Quant au recensement des absences lors des cours à distance, le message qui avait été délivré aux établissements a été nuancé. Il leur avait été demandé de les considérer comme inquiétants dès le moment où l'élève présente plus de 9 demi-jours d'absence injustifiée aux cours en présentiel. La fréquentation des cours à distance dépend du cadre, de l'accès, du lieu ou encore du matériel. Il est particulièrement difficile d'imposer des règles trop strictes à des élèves victimes de la situation: le risque serait de renforcer les inégalités sociales existantes.

Pour ce qui est de la perspective structurelle, le plan de lutte contre le décrochage est en phase très active d'élaboration depuis quelques mois dans le cadre du chantier n° 13. Le plan s'articule autour de trois axes: prévention, intervention et compensation. Madame Cortisse, cette thématique est effectivement très importante et je peux vous assurer que le travail avance bien.

Si je ne suis pas encore en mesure de vous communiquer un calendrier précis du chantier, c'est parce qu'il est structuré autour d'une dizaine de projets, parmi lesquels le renforcement des coordinations locale et zonale des multiples acteurs impliqués dans la lutte contre le décrochage scolaire. Cela suppose une articulation complexe de nombreux intervenants et de plusieurs secteurs, en particulier le secteur de l'aide à la jeunesse avec lequel la collaboration a été entamée dans un groupe de travail centré sur les services d'accrochage scolaire qui combinent leurs expertises.

Toutefois, l'urgence aujourd'hui est surtout d'essayer de garder tout le monde dans le même bateau et de permettre aux élèves ainsi qu'à toutes les équipes éducatives et de direction de s'accrocher et de garder le cap malgré des conditions pénibles et assurément perturbantes.

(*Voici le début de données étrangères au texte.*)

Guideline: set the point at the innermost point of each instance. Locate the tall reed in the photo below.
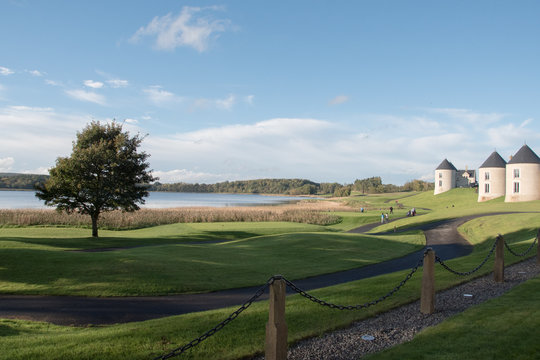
(311, 213)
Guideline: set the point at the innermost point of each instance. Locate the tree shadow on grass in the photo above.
(8, 331)
(117, 243)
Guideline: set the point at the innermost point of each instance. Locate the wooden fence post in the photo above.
(538, 247)
(498, 270)
(427, 298)
(276, 328)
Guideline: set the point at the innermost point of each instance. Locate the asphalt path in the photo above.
(442, 236)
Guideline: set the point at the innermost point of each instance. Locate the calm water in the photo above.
(156, 200)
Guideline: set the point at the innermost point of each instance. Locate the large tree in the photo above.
(104, 172)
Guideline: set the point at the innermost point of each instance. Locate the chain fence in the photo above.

Mme Stéphanie Cortisse (MR). - Je note que les travaux relatifs au chantier n° 13 du Pacte avancent bien. En revanche, je n'ai reçu aucune précision sur les autres projets et reste donc un peu sur ma faim, mais je reviendrai rapidement vers vous à ce sujet. Je ne peux que réitérer mon souhait de voir les travaux de ce chantier s'accélérer, compte tenu de la hausse du taux de décrochage scolaire depuis le début de la crise sanitaire.

Vous indiquez, Madame la Ministre, que les absences injustifiées constatées durant la présente année scolaire sont stables par rapport à l'année précédente, mais ces absences avaient augmenté de 50 % l'année dernière, alors que le but initial était de les voir diminuer de moitié.

Ce chiffre est d'autant plus inquiétant que des aides ont été accordées à l'enseignement fondamental et secondaire pendant la crise.

Vous affirmez qu'il ne faut pas tirer de conclusions hâtives en raison des quarantaines et des cas de Covid-19, mais ces absences sont normalement justifiées par un certificat et ne rentrent donc pas dans le pourcentage des absences injustifiées.